Upper/lowercase letters, symbols, and numbers are essential in daily communication. Meanings of words could change significantly with the present (or absence) of capitals. For instance, ‘August’ is the eighth month of the year, while ‘august’ is an adjective, which means impressive and respected. Symbols can help people express emotions with emojis (e.g., the frown emoji:-( or happy emoji:-)), which are frequently used in instant messaging. Many of these emoticons have even been cataloged in dictionaries (Dresner and Herring 2010). Numbers can make text messages highly versatile and easily readable, such as dates and amounts. In addition, for passwords to reach an acceptable level of security, they need to use a combination of numbers, upper/lowercase letters, and symbols, as the greater the possible combinations, the lower the risk that a password can be cracked (Ma et al. 2014). In some recent VR applications, password entry is needed, for instance, when the users use a VR browser and visit a website that requires logging in to their personal account (George et al. 2017). Although biometric approaches, such as iris and fingerprint scanning, have been used for identity verification, passwords are one of the most common ways for authentication and, as such, are still necessary because using biometric features for authentication is not often possible and accurate enough, requires additional specialized equipment that can be cumbersome to set up, and is not always reliable (Olade et al. 2018; Luo et al. 2020). They can also be used as an alternative authentication method as biometric approaches are not always effective or possible (Barkadehi et al. 2018). To allow VR users to enter complex sentences or strings like passwords, there is a need to explore text entry techniques beyond lowercase letters only, which has been the primary focus of most text entry techniques. Based on our review of the literature, multi-type characters like passwords have not been the primary focus, with one only exception from Schneider et al. (2019).

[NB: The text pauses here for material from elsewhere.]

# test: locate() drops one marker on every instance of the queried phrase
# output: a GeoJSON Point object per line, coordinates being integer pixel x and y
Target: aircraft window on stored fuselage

Text entry in VR usually requires the user to hold a handheld controller input (Jiang and Weng 2020; Boletsis and Kongsvik 2019; Chen et al. 2019; Speicher et al. 2018; Yu et al. 2018). However, there are cases where using hands and controllers is not suitable: (1) users’ hands are occupied with other tasks (e.g., surgery training); (2) controllers are not readily available; and (3) users with hand/arm-related motor impairments or inefficiencies and who have difficulties with precise input using a handheld controller (Xu et al. 2019; Meng et al. 2022; Li et al. 2023). In these cases, a hands-free technique leveraging other parts of users (like head motions, eye movements or blinks, and dwell for cursor movement or selection confirmation Yan et al. 2018; Lu et al. 2020; Ma et al. 2018; Lu et al. 2021) represents a feasible and practical approach. In recent years, hands-free approaches for text entry in VR have been explored to allow users to enter text in VR with good performance and user experience, some emphasizing cursor movements and selection mechanisms (Lu et al. 2020; Yu et al. 2017; Ma et al. 2018) and others on the keyboard layout (Xu et al. 2019; Rajanna and Hansen 2018). While these techniques allow fast text entry rates and a positive user experience, their focus has mainly been on lowercase characters only. There is very limited research on developing new text entry techniques that are hands-free and allow inputting different types of characters, including uppercase letters, symbols, and numbers. While it is possible to switch modes directly using text input methods to enable multi-type of characters. As VR supports multiple types of interaction, it is worth exploring whether involving various interaction techniques can lead to better text entry performance for multi-type characters.

Traditional keyboards use switch keys to allow the input of various types of characters. For instance, the QWERTY keyboard uses the ‘Caps Lock’ key to switch from lowercase to uppercase letters and vice-versa (see Fig. 1a) or uses a combination of the ‘Shift’ key and another key to input one of the two possible characters of the key (e.g., 1 and ! or A and a). These two strategies are used to reduce the size of the keyboard, as having keys to represent all types of characters will make a physical keyboard very large and impractical (and more expensive). While less affected by physical constraints, virtual keyboards follow the physical keyboards with switch keys that allow moving from one keyboard to another to access different types of characters. Given its flexibility, the location of the switch keys in a virtual keyboard could easily be rearranged to maximize performance and user preference while minimizing workload, just like the size and location of character keys (Dube and Arif 2020). One other aspect that could improve performance is to allow for a fast and continuous mode switching or transition process. Given that we aim to explore a hands-free approach, crossing-based activation (Accot and Zhai 2002; Tu et al. 2019) can be a natural and efficient approach for mode switching (see Fig. 1b for an example), especially when head motions are involved, since crossing does not interrupt or break the continuous head/cursor movements, thereby reducing activation time and lowering the motor requirements and movement control (Pavlovych and Stuerzlinger 2009; Cockburn and Firth 2004).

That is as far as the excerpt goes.